“Different from” contrasts things.
“Different than” contrasts clauses.
“Different from” contrasts two nouns or pronouns.
“Contrast” is not the same as “compare.” When we compare two things, we look for similarities. Comparative adjectives use “more … than” or “less … than” or the “-er” form of an adjective plus “than.”
When we contrast two things, we look for differences, how the two items differ. While “different” is an adjective, it is not used for comparison. “Different” is “different,” not “more different” or “less different.” Instead of “than,” use “from” to explain how one item differs from another, how the first is different from the second. “Different from” would be followed by a noun or an pronoun.
Examples of contrasting things:
- The weather today is different from yesterday. Yesterday was sunny; today a blizzard is blowing.
- A blizzard is different from a thunderstorm storm. The blizzard is worse because it’s colder.
- An oak tree is different from an elm tree. It’s stronger and lives longer.
- A semicolon is different from a colon. It’s more like a comma.
“Different than” contrasts two clauses, an independent clause and a dependent clause beginning with “than.”
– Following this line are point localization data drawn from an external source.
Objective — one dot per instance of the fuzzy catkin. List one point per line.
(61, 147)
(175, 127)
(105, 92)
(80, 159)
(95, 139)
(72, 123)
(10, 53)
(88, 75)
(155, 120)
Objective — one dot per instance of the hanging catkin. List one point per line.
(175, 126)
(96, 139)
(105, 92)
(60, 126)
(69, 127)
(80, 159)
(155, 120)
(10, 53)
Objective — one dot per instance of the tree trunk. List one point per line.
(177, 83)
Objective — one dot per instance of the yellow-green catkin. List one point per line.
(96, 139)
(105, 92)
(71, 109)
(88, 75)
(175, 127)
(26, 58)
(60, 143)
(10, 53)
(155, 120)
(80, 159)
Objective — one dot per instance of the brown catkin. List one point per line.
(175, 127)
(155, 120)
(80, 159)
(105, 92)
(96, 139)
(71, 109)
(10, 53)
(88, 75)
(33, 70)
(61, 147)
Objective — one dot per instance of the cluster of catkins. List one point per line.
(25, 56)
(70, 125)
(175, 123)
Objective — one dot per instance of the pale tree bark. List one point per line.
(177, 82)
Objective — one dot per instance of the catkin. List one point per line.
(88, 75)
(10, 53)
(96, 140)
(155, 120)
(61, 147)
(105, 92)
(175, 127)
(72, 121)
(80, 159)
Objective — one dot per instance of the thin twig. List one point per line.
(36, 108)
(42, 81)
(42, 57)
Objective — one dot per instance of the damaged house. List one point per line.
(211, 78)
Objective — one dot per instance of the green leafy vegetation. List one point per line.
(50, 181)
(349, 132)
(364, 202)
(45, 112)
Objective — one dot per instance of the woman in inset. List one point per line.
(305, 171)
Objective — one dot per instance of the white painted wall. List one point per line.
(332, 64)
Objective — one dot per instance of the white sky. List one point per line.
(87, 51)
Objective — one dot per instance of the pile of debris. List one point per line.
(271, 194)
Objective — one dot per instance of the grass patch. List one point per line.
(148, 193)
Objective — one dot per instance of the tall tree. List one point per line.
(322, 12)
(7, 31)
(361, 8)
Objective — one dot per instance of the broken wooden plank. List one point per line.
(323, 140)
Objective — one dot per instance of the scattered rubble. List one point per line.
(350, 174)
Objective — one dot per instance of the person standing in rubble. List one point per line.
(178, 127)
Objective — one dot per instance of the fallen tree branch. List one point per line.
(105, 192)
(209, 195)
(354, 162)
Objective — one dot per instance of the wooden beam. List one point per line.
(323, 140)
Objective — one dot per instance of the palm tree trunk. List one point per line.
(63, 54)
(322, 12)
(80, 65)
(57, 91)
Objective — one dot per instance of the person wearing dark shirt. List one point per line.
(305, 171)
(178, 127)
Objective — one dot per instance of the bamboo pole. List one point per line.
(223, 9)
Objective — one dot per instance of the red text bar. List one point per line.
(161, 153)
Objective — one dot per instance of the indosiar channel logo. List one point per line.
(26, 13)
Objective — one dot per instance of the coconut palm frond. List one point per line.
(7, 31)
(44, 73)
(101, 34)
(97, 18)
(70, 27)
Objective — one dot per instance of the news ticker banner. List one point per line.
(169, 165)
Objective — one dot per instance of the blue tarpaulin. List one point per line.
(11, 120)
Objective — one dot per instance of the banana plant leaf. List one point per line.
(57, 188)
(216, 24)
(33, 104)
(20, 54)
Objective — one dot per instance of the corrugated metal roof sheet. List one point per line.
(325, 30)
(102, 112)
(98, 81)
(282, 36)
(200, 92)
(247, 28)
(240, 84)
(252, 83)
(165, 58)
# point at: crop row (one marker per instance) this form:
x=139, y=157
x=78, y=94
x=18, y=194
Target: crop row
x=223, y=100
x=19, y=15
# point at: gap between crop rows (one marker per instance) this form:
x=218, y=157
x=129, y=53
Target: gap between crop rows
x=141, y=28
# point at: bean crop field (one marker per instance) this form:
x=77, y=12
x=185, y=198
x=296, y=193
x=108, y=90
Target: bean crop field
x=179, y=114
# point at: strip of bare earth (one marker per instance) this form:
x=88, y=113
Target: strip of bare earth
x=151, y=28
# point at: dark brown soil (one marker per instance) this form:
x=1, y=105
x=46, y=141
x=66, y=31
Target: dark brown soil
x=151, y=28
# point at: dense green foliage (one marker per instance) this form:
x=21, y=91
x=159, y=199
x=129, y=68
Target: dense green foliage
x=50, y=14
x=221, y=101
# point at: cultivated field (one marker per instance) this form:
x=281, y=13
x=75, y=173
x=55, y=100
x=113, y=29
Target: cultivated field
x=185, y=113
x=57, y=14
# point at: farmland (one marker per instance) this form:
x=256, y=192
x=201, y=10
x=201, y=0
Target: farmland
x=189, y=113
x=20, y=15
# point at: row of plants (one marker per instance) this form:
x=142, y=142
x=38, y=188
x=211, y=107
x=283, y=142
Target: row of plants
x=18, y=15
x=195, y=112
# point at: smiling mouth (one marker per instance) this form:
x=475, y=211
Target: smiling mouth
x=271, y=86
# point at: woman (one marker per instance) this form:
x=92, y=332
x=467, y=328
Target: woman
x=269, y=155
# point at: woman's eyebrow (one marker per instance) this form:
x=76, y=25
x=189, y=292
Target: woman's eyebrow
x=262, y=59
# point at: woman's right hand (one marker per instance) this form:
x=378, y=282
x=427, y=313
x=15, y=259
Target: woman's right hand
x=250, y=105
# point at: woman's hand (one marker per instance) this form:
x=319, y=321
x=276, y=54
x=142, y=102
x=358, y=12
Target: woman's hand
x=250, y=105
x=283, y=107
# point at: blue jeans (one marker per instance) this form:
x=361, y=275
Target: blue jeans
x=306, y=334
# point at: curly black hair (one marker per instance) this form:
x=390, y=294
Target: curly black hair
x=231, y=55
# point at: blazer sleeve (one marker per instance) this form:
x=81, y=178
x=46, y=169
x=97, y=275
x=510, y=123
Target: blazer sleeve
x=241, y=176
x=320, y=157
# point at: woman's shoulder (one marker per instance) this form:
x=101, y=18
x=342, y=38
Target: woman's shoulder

“Than” combines two clauses. Sometimes in informal conversation, the dependent verb is omitted, but both speaker and listener understand it to be part of the sentence. Or the subject may be left out, making the reference more general.
Examples of contrasting clauses:
- The test was different than he expected.
- (Independent clause = “The test was different,” dependent clause = “than he expected.)
- The test was different than expected.
- (Subject left out = no reference to exactly who expected the test not to be different.)
- The conference was different than it was last year. The speakers were better.
- (Independent clause = “The conference was different,” dependent clause = “than it was last year.”)
- The conference was different than last year. The speakers were better.
- (Both the subject [“it”] and the verb [“was”] have been omitted.)
- My sister dies her hair a different color than I do.
- (Independent clause = “My sister dies her hair,” dependent clause = “than I [do.]”)
- My sister dies her hair a different color than I.
- (Verb [do] omitted.)
- (“Me” is not correct in this situation. Since the verb [do] is understood to be part of the sentence, the pronoun should be the subject.)
Because people do not always speak in a grammatically correct manner, misuse of the pronoun or using “than” or “from” incorrectly is acceptable in dialogue. The narrative or formal writing should follow the rules, so the reader knows the difference.